Moby-Dick: You’re not missing anything.
I know a couple of people who are wild over it, and being exposed to their enthusiasm always sways me a little… but not enough to actually get me to sit down with it.
Excuse me while I do my dance of happiness that someone else is reading The Bloody Chamber. I had no idea what to make of it the first time I read it (“feminism? what’s that?”), but the language alone exploded me. I’ve been unpacking it a little bit more every time I’ve read it since, but I frequently miss the complete, joyful bewilderment that I felt when I first read it…
It’s one of my ambitions in life to memorize all of the soliloquies.

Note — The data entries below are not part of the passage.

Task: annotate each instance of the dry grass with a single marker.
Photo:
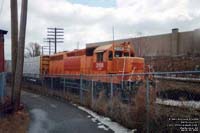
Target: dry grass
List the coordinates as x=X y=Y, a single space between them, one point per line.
x=15 y=123
x=132 y=114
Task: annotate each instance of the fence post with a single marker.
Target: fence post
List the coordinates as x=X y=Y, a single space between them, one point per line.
x=64 y=87
x=92 y=92
x=147 y=104
x=81 y=87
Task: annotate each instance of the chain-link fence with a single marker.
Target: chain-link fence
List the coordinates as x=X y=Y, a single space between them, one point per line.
x=153 y=102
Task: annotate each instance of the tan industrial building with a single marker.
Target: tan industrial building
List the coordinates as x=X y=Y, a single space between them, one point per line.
x=175 y=51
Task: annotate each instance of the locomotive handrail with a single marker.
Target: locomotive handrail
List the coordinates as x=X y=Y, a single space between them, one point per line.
x=134 y=74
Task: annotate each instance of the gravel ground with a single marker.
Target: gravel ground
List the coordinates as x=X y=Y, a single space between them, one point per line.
x=52 y=116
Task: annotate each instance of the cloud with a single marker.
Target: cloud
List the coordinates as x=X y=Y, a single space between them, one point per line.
x=85 y=24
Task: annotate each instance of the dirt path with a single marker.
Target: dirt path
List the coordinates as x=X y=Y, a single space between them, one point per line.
x=49 y=115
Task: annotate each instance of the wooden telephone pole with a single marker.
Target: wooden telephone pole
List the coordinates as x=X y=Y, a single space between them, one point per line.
x=56 y=36
x=18 y=65
x=14 y=41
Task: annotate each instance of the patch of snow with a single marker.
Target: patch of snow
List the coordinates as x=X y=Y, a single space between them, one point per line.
x=117 y=128
x=94 y=119
x=35 y=96
x=190 y=104
x=103 y=127
x=53 y=105
x=39 y=119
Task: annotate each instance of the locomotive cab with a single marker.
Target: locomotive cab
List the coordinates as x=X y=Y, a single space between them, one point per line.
x=117 y=59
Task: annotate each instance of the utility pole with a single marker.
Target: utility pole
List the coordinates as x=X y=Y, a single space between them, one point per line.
x=14 y=42
x=49 y=41
x=20 y=53
x=56 y=34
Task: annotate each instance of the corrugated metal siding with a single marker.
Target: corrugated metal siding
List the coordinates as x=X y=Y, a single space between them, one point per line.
x=32 y=65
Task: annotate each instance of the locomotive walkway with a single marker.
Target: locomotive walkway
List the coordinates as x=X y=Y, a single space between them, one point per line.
x=51 y=116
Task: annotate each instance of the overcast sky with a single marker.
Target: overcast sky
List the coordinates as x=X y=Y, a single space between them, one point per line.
x=86 y=21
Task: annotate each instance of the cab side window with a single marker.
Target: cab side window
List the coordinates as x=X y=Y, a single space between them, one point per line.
x=110 y=55
x=100 y=57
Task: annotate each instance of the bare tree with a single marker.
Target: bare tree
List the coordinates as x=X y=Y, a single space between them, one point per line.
x=32 y=50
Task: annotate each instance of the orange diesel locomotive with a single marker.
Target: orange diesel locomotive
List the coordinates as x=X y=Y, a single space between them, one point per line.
x=106 y=59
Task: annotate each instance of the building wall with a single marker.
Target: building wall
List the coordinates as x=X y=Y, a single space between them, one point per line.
x=176 y=51
x=172 y=44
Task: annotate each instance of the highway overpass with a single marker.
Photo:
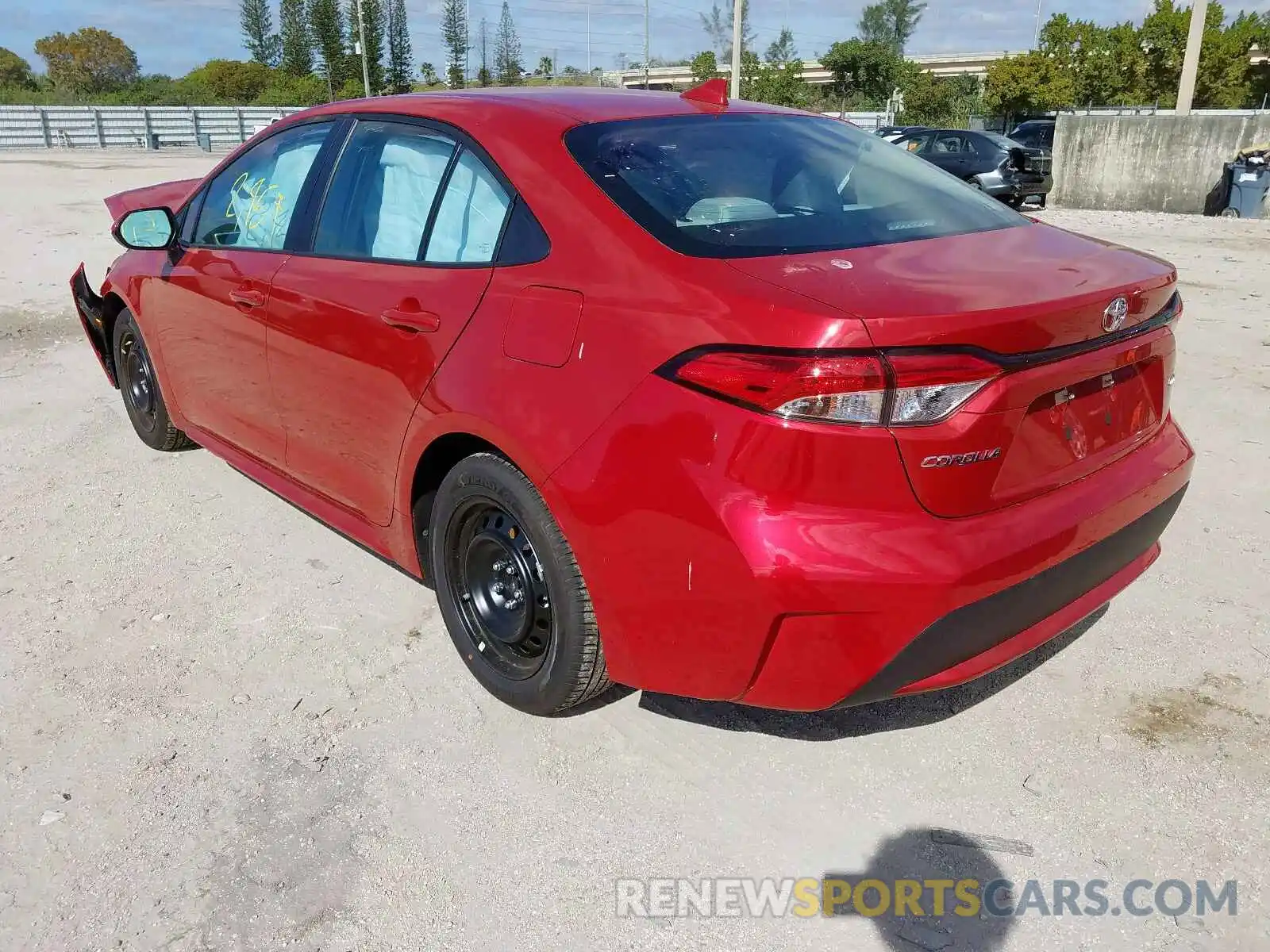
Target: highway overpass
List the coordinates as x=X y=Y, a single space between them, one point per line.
x=939 y=63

My friend was already reading it when I arrived (I stayed at her family’s house over the summer) and we wanted to finish before we did another read-aloud. Then it took us the rest of the summer. The problem is, we did it in spurts–so we’d read a whole bunch for a week and then nothing for two. It’s not my favorite book ever, or even my favorite classic ever, but it was more entertaining than I had expected.
Brambly Hedge is definitely one of my favorite childhood memories. SO adorable! And apparently some of the recipes they make are real–I keep meaning to try the hazelnut biscuits the author put in a different book.
Oh gosh, it’s been ages, but I remember I brought 4 of my Redwall books (I had way more than that!). I think I got Redwall, Martin the Warrior, Mattimeo, and Salamandastron signed. I have half a mind to pick up those books again, I bet they’re fun for adults too. Y’all should totally do a Redwall themed baking post.
The Bloody Chamber is kinda freaky and yet so sensuous. I’m reading it very slowly, to make it last.
The mention of Redwall’s food makes me wants tarts and pastries with unusual fruits- like gooseberry and rutabaga.
Other than that, I just realized that it’s probably a tie between the first Harry Potter book and The Animators Survival Kit for books that have been on my self the longest. My old children s books have a living room shelf, and I have to periodically get rid of books from my collection because of shelf space.
Maureen – I actually memorized a fair chunk of the “to be or not to be” soliloquy via the Calvin & Hobbes strip in which Calvin’s sludge-for-dinner starts doing a dramatic recitation of it at him, but I’m not sure how much that actually counts. In any case, that’s my way of saying I share your ambition. :P
And I think I’m going to have to try this dramatic recitation business now, because it sounds like a fun way to sample particularly gnarly prose. New summer activity!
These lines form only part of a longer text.